Materials and Methods

RNA Isolation

The experiment was carried out with a group of 24 sows belonging to a commercial Duroc line and born in the same week (January 25th–31st, 2015). After weaning (age = 3–4 weeks), this pig population was transferred to the IRTA-Pig Experimental Farm at Monells (Girona, Spain). All animals were kept under the same feeding and management conditions. Additional details about how these sows were bred and fed can be found in Cardoso et al. (2017). Sample tissues were retrieved from 12 sows that fasted 12 h before slaughtering (T0) and 12 sows that were fed ad libitum 7 h prior slaughtering (T2). Tissue samples (liver, dorsal fat, gluteus medius muscle, duodenum, and hypothalamus) were collected immediately after slaughter, submerged in RNAlater (Ambion, Austin, TX, United States), and stored at -80°C until RNA extraction.

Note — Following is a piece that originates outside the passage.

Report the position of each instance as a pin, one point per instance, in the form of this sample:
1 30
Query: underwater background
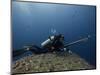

Muscle tissue samples were individually pulverised using a pre-chilled mortar and a pestle. Powdered samples were homogenised in 1 ml TRIzol Reagent (Invitrogen Corp., Carlsbad, CA, United States). Liver, dorsal fat, duodenum, and hypothalamus tissues were directly homogenised in TRIzol Reagent (1 ml). All samples were homogenised with a polytron device (IKA, Denmark). Total RNA was extracted according to the protocol recommended by Chomczynski and Sacchi (1987). In brief, homogenates were centrifuged and visible fat and cell debris were removed. Chloroform (200 μl) was added and samples were centrifuged to separate the nucleic acid and protein phases. Total RNA was precipitated using 500 μl isopropanol and washed with ethanol (75%). Finally, RNA was resuspended with RNase-free water and stored at -80°C. RNA concentration and purity were measured using a NanoDrop ND-1000 spectrophotometer (NanoDrop Technologies, Wilmington, United States).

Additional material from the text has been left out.